原主的父亲卫崇明一身紫色常服,负手而立,面色阴沉得能滴出水来。
他的目光扫过柳氏和卫盈盈惊惶未定的脸,最后重重地钉在卫芸芸身上。
“芸芸!”卫崇明的声音带着不容置疑的威严,“刚回府就搅得家宅不宁!你母亲纵然言语有些急切,也是关心你,教导你!身为女儿,不虚心受教,反而牙尖嘴利,顶撞母亲!这就是裕王府教给你的规矩?简直忤逆不孝!”
卫崇明根本不问缘由,劈头盖脸就将不孝的罪名扣在卫芸芸头上。
卫芸芸心中冷笑,合着这一家人都在背后偷听呢!
就像回门是给他们机会教育自己一样,她正欲开口,一个混不吝却带着十足压迫感的声音从月亮门的方向飘了过来。
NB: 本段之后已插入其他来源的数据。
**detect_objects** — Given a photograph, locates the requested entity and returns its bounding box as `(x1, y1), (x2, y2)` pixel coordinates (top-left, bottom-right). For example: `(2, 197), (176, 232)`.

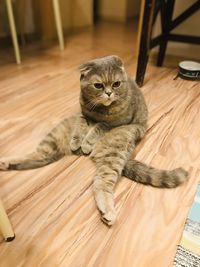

“哟?卫次辅这嗓门够洪亮的啊!隔着一个院子都听得清清楚楚,训闺女呢?啧啧,真是好大的威风!”
随着这吊儿郎当的声音,宋宜年晃悠着走了进来。
身上华贵的锦袍领口微敞,几缕墨发不羁地垂在额前。
嘴里甚至叼着一根不知从哪揪下来的草茎,手里漫不经心地抛玩着两颗光滑的玉核,发出清脆的碰撞声。
卫芸芸蹙眉,这家伙平时就是这副样子的?
完全没有一点皇家的风范威严,难怪名声那么差!
卫次辅转身,看到是宋宜年,面色收敛了几分。
明显透露出一种宋宜年居然会陪卫芸芸回门的诧异感。
愣了一会儿,他还是躬身行礼道:“臣见过裕王殿下。”
柳氏和卫盈盈心中不愿,可裕王的身份摆在这里,她们不能失了礼。
宋宜年径直踱步到卫芸芸身边,先是极其夸张地上下打量了她一番,目光在她脚下停留片刻,眉头夸张地皱起。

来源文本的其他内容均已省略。